(By Chijioke Ngobili) – The Coming Ìgbò Spiritual Revolution
Take a look at the topic of this symposium these “learned” discussants are meant to tackle: “Return to Paganism by African Youths: Causes, Consequences and Solution”.
The keyword, for me, is “paganism”.
To each and everyone of these discussants who are Ìgbò (majority of them are Ìgbò by the way), for example, “paganism” is the indigenous Ìgbò Spirituality which is otherwise known as “Ịgọ Mmụọ” or more generically and recently as “Ime Omenaanị”. And, when the younger generations of Ìgbò have realized themselves in illumination and enlightenment, woken up from the many decades of brainwash and Christian indoctrination and returned to the unique and God-given Spirituality of their Ancestors which some missionaries ensnared them away from more than 100 years ago with all manner of means, they're returning to “paganism” and should be pulled back to be saved by these messiah discussants. Such a laughable and ignorant intervention!
I have once hinted at this: A spiritual revolution is building up and it's the younger Ìgbò generations who are leading it. That revolution is the return to the indigenous Ìgbò Spirituality (NEVER “religion”) from the various orthodox Christian backgrounds of their parents/grandparents. Surprisingly, the key leaders of this revolution are mostly those based in the diaspora of America and Europe who have thoroughly known and assessed and have been exposed to the background and source of the Christian religion thrust upon their Ancestors from 1857. They have come to know enough to know the truth. Some of these revolutionaries include even the 'religious' who may not want to come out openly for some understandable reasons! As the erudite scholar and thinker, Professor Damian Opata told me a few years ago, “Christianity has reached its peak in Ìgbòland and would soon be on decline”. So, did Dibịa Professor Anene Ume declare to me and Chimezie Ogenna Nwodo about 4 years ago, “Church will soon die in Ìgbòland; give it a few decades more, you're likely to see it happen before you”.
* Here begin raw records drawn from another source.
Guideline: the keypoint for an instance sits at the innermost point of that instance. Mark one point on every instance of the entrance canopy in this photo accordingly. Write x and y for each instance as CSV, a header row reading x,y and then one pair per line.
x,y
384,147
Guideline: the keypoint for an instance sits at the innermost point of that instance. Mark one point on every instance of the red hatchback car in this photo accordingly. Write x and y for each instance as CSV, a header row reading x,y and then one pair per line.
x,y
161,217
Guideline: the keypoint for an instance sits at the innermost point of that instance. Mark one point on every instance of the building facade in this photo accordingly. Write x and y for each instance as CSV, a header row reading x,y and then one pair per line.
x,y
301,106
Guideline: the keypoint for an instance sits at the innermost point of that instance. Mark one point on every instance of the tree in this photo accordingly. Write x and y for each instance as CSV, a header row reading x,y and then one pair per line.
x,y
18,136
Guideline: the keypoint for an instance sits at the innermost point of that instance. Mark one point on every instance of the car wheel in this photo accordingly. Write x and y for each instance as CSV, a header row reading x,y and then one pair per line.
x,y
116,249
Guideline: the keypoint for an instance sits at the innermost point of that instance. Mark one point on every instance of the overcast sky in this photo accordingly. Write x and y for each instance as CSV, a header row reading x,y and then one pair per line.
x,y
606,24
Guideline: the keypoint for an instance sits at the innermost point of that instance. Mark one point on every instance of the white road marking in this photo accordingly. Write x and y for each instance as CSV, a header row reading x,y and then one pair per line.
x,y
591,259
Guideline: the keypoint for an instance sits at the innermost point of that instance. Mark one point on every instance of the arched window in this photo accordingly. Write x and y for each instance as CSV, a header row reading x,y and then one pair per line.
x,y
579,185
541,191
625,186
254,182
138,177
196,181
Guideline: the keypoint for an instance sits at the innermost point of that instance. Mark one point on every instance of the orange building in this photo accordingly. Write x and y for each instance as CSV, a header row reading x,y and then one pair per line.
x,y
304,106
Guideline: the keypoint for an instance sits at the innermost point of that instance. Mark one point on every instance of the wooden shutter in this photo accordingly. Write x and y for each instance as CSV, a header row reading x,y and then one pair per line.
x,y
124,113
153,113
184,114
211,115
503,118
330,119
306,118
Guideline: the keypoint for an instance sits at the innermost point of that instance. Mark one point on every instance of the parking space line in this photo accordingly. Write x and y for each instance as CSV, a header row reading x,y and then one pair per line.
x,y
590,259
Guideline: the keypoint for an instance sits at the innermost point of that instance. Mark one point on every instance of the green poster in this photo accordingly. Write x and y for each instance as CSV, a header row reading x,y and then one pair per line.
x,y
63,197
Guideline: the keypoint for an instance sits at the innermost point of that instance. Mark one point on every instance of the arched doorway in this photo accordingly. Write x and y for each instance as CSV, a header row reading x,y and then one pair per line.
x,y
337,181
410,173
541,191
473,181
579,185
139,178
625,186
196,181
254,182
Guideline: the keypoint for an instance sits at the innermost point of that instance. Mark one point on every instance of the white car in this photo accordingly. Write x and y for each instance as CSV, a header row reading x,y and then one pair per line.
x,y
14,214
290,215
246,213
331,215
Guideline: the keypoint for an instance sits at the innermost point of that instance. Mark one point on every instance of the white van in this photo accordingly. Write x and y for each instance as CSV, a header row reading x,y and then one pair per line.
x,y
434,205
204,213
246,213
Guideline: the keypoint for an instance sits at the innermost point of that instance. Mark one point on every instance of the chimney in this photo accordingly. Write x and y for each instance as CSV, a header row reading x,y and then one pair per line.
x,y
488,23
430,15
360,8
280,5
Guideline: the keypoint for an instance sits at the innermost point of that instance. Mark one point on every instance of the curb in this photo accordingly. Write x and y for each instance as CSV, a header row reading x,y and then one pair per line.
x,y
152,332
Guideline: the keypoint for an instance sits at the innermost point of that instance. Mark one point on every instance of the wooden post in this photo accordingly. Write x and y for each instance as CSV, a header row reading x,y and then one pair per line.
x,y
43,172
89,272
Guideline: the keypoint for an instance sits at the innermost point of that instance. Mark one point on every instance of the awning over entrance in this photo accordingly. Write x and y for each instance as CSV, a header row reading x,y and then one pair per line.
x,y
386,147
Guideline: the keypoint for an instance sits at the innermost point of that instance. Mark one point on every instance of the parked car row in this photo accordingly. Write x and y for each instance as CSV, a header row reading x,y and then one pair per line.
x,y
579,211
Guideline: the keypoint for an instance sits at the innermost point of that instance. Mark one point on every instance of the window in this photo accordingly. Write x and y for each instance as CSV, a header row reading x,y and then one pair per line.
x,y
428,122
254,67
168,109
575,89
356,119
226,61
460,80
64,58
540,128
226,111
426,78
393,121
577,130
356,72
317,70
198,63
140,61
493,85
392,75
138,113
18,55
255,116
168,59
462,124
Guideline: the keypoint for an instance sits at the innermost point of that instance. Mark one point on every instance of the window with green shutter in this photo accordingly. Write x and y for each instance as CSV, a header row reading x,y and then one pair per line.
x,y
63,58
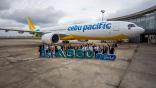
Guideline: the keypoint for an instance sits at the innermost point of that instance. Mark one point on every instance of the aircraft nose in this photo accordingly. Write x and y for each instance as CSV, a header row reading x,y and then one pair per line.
x,y
141,30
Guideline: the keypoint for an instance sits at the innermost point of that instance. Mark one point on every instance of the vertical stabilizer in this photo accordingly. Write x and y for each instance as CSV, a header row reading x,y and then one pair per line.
x,y
31,24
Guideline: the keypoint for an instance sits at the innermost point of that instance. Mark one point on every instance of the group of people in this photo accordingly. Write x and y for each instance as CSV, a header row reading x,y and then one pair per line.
x,y
96,48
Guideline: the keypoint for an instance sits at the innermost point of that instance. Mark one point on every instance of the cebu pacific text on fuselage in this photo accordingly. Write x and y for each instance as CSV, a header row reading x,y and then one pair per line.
x,y
101,25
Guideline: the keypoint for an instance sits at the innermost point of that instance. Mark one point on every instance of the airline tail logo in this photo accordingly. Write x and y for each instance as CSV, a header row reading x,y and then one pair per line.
x,y
31,25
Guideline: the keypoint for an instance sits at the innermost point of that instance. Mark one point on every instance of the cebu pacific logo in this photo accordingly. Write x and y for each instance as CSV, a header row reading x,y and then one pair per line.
x,y
101,25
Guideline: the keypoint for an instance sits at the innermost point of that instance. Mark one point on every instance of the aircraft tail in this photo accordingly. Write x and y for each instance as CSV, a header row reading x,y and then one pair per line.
x,y
31,24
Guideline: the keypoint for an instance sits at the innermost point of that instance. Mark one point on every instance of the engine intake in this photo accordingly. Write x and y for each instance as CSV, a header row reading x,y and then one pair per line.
x,y
50,38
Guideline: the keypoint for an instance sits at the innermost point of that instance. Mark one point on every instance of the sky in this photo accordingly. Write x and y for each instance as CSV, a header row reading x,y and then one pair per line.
x,y
48,13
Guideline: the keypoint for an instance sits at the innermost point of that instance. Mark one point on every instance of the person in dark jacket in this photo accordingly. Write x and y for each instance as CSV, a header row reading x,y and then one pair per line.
x,y
41,49
112,50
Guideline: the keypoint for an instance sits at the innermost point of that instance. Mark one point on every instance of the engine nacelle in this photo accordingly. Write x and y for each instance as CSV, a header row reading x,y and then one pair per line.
x,y
50,38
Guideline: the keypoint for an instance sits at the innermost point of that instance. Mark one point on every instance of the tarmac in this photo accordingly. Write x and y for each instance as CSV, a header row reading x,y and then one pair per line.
x,y
21,67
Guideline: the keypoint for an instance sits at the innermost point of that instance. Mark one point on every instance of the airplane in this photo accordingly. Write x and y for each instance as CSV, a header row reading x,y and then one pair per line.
x,y
99,30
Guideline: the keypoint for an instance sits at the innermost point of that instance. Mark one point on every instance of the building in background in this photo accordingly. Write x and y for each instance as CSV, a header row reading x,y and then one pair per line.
x,y
145,19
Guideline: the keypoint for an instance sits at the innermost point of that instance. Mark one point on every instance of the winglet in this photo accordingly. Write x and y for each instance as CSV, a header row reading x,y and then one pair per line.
x,y
31,24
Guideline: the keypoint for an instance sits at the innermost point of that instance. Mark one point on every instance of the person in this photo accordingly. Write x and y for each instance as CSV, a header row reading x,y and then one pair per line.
x,y
105,50
52,51
41,48
112,50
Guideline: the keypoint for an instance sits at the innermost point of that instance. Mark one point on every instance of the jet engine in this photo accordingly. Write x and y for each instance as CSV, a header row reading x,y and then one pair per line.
x,y
50,38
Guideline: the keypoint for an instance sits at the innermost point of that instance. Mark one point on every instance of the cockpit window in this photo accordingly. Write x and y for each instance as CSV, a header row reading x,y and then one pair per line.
x,y
131,25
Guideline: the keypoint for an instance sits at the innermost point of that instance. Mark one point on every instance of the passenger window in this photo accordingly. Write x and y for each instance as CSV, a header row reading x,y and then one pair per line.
x,y
130,26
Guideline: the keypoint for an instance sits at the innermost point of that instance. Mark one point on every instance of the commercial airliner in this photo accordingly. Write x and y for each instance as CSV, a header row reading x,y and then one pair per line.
x,y
99,30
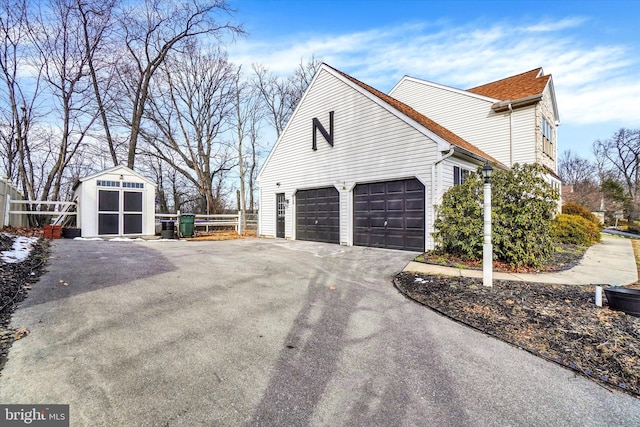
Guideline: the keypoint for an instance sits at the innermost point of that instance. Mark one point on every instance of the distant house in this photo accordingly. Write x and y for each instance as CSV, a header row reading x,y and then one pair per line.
x,y
355,166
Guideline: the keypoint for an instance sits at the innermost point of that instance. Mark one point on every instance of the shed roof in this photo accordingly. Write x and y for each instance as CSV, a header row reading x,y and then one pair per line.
x,y
520,86
123,170
423,120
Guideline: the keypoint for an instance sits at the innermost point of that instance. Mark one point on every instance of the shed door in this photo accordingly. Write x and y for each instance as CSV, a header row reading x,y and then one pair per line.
x,y
132,212
318,215
119,212
389,215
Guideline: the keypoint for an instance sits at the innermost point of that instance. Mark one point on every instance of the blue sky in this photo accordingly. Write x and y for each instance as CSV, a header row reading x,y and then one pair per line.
x,y
592,48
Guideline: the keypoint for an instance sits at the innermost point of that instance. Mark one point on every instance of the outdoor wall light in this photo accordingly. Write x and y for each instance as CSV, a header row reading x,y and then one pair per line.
x,y
487,247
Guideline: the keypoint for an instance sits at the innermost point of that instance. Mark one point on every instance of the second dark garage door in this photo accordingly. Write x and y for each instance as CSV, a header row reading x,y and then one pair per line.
x,y
389,215
318,215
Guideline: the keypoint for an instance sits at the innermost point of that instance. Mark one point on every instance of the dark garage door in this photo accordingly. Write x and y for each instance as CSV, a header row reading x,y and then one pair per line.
x,y
389,215
318,215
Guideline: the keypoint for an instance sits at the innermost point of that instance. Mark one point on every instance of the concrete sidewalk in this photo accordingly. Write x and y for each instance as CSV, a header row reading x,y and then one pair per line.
x,y
609,262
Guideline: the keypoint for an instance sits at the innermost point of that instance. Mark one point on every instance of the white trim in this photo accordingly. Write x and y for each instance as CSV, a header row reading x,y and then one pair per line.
x,y
114,170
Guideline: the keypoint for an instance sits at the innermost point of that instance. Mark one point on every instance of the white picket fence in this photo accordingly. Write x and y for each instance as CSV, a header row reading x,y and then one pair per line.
x,y
60,212
214,221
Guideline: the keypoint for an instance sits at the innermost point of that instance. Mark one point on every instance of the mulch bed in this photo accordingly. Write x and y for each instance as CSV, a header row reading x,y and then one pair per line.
x,y
560,323
15,281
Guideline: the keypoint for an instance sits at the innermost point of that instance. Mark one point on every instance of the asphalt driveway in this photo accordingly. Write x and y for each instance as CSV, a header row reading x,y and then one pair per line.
x,y
271,332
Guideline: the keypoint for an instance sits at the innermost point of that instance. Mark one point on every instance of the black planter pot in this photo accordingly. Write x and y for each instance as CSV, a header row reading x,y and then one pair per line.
x,y
624,299
71,233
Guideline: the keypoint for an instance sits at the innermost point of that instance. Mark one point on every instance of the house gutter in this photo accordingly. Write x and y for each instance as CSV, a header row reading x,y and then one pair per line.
x,y
434,185
522,102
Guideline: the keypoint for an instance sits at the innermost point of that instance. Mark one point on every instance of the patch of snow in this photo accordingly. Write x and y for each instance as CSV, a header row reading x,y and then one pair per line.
x,y
21,249
126,239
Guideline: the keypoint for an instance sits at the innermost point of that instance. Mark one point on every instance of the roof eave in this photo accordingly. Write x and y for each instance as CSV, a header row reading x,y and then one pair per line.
x,y
501,106
481,159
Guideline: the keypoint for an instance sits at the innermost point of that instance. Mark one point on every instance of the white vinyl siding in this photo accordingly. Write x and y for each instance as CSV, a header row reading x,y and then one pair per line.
x,y
524,135
467,115
370,144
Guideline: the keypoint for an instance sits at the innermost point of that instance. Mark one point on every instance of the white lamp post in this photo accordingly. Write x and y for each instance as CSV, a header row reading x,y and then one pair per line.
x,y
487,247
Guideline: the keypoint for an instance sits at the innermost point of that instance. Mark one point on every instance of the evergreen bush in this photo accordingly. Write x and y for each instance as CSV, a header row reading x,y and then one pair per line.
x,y
522,205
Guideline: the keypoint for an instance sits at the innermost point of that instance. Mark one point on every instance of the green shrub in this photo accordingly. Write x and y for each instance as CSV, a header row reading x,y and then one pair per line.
x,y
574,229
571,208
522,205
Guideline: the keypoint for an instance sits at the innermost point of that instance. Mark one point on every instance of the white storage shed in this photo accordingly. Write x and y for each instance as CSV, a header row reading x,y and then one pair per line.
x,y
356,167
116,202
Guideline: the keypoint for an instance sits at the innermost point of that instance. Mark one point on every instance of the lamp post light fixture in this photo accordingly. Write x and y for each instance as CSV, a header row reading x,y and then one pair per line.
x,y
487,247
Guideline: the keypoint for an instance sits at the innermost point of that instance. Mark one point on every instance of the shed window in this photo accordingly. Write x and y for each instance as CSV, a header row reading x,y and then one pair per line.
x,y
102,183
547,130
459,175
133,185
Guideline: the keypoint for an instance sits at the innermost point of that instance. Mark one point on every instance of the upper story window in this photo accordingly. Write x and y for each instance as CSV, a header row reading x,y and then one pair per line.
x,y
548,131
133,185
459,175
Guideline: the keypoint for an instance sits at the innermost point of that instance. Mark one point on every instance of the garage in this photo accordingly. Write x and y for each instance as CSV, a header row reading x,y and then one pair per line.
x,y
390,215
318,215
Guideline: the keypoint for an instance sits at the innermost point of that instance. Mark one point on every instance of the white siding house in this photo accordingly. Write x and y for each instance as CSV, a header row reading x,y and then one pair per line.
x,y
356,167
116,202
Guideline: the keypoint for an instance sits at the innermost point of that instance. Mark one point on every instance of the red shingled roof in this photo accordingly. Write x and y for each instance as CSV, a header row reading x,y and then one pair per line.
x,y
434,127
515,87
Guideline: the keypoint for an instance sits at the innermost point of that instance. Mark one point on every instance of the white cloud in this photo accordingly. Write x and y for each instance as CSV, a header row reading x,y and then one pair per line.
x,y
594,83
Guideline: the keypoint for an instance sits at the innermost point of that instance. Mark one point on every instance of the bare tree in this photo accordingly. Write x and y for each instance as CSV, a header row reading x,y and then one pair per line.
x,y
22,80
575,170
281,95
246,121
620,155
62,51
190,113
151,32
96,23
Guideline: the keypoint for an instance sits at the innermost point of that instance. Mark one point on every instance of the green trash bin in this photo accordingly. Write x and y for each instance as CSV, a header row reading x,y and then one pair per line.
x,y
186,225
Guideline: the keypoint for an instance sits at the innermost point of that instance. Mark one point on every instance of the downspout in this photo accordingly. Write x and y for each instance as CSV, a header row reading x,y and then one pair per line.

Indeed, it's no coincidence that these 13 discussants (majority of whom are priests/religious) are bothered about youths—in their words—“returning to paganism” and are determined to reverse it. But, does one go before a moving train to stop its motion? Such decision ends in a bloody regret. Around this time 100 years ago, the CMS, RCM and Methodist missionaries had successfully overrun the Ìgbòland with the help of the British expeditionary and colonial forces who militarily and economically subdued the people and land for them between 1901 and 1919, handing them a smooth access to the innermost recesses of the Ìgbò — not minding that they have been trying to do so with very little success between 1857 and 1900. For a town like Abatete in the present-day Anambra State that fiercely resisted Christian missionaries, its people paid heavily, more than their neighbors, with blood when the soldiers of the Ọnịcha Hinterland Expedition of 1904/1905 marched through their town. This Abatete event is documented in a degree thesis of an old student of the UNN but is little known today because the heavy casualties suffered by elderly and middle-aged Ìgbò people early in the 20th century in order to accept Christianity are barely documented, and they have been overtaken by the falsehood that Ìgbò people massively “accepted Christ” for, as they are quick to corroborate with the bible, “the people that walked in darkness have seen a great light”.
Not many now know or remember that the sets or generations of Ìgbò who massively accepted this Christianity at the turn of the last century are not the middle-aged or elderly but the younger generations, such as the Nwoyes of Achebe's Things Fall Apart whose decisions ruthlessly shocked the Okonkwọs and Obierikas of Ụmụọfịa. Is it then any surprise that after more than a century, the reverse of the trend—the return to Ịgọ Mmụọ or Ime Omenaanị which is the indigenous Ìgbò Spirituality—is driven by the younger generations whose bold decisions are now shocking to their elderly and middle-aged Christian parents and relatives as well as contemporaries? As Dibịa Professor Ume would always say with certainty, “Ụka bịalụ abịa, ife bịalụ abịa ya anakwa ana.”